Il fallait quand même être fidèle à Victor Hugo, parce que j'hérite en réalité de personnages qui ont déjà une existence et un caractère propres. Et Cosette est une petite niaise qui a été gâtée, protégée par son père et préservée. Il la garde jalousement. Et les gens qui vivent ainsi ont cette sorte de caractère. Elle est dévorée par son amour pour Marius. Même si elle a vécu une expérience traumatisante avec les Thénardier (et, dans le deuxième volume, elle aura de nouveau affaire à eux…), tout cela est refoulé dans de lointains souvenirs d'enfance que Valjean est parvenu à lui faire surmonter. Elle est, et reste, une enfant surprotégée. Elle est prête à tout sacrifier pour son mari, mais cependant, quelques fois, elle lui dit qu’elle ne sera peut-être pas toujours là.

Pour moi, il était important que Cosette soit le personnage central du livre, mais sans qu’elle soit omniprésente et sans que ce soit le premier rôle. Mais d'une certaine façon, l'héritage de Jean Valjean, c'est elle. Elle aurait pu prendre un amant, mais elle ne le fait pas parce qu’elle est fidèle au souvenir de Jean Valjean.

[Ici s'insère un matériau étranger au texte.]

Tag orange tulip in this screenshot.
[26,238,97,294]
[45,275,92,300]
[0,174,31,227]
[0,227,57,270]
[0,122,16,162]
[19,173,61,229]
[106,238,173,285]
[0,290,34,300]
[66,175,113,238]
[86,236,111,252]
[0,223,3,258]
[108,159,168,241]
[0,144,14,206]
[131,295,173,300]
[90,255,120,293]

Vous aimez, je crois, particulièrement le XIXe siècle. Pourquoi ce siècle ?
D’abord, c'est la fin de l'épopée napoléonienne. Là, il n’y a pas de place pour les lâches, pour les cauteleux, pour les madrés, les affairistes comme Thénardier. Après l'empire, j'aime un peu moins, parce que c’est moins épique, moins héroïque ; apparaissent des gens qui sont la troisième aristocratie. Après la noblesse traditionnelle et la noblesse d'empire, c'est la noblesse de l’argent. Ceux-là, j'ai moins de sympathie pour eux, parce que c'est la spéculation, etc. Il y a un aspect du romantisme de ce XIXe siècle passionnant, c’est qu'on peut faire des personnages comme Marius, ou comme Javert, qui tiennent face à cet assaut de médiocrité. On ne peut pas tout avoir avec l'argent, hé non !

Dans le XIXe siècle, j’aime les héros sombres, un peu ténébreux, comme Marius. Il est ténébreux, il se trompe. Mais on a le droit de se tromper dans la vie. A partir du moment où l’on récupère et où l’on fait la vie au lieu de se laisser faire.

Quels sont les auteurs contemporains que vous appréciez particulièrement ?
Céline, Marcel Aymé, Henri Calais, Antoine Blondain...

Qu'est-ce qui vous a amené à écrire un jour ?
Une femme… la première ! J'avais 19 ans, elle en avait 16 et demi, et je lui ai écrit des poésies ! J’aimais beaucoup Aragon et d’autres poètes, et mon premier livre, ce fut donc un recueil de poésies (la Fête océane). J'en ai écrit d'autres, mais celui-là, je l'ai édité, parce que je l’avais fait pour elle.

En écrivant de la poésie, j'ai eu envie de raconter des histoires dans lesquelles il pourrait y avoir des sentiments aussi forts que ceux qu’avait suscités chez moi cette jeune fille…

Je trouve cela très beau. Quelle chance elle a eue.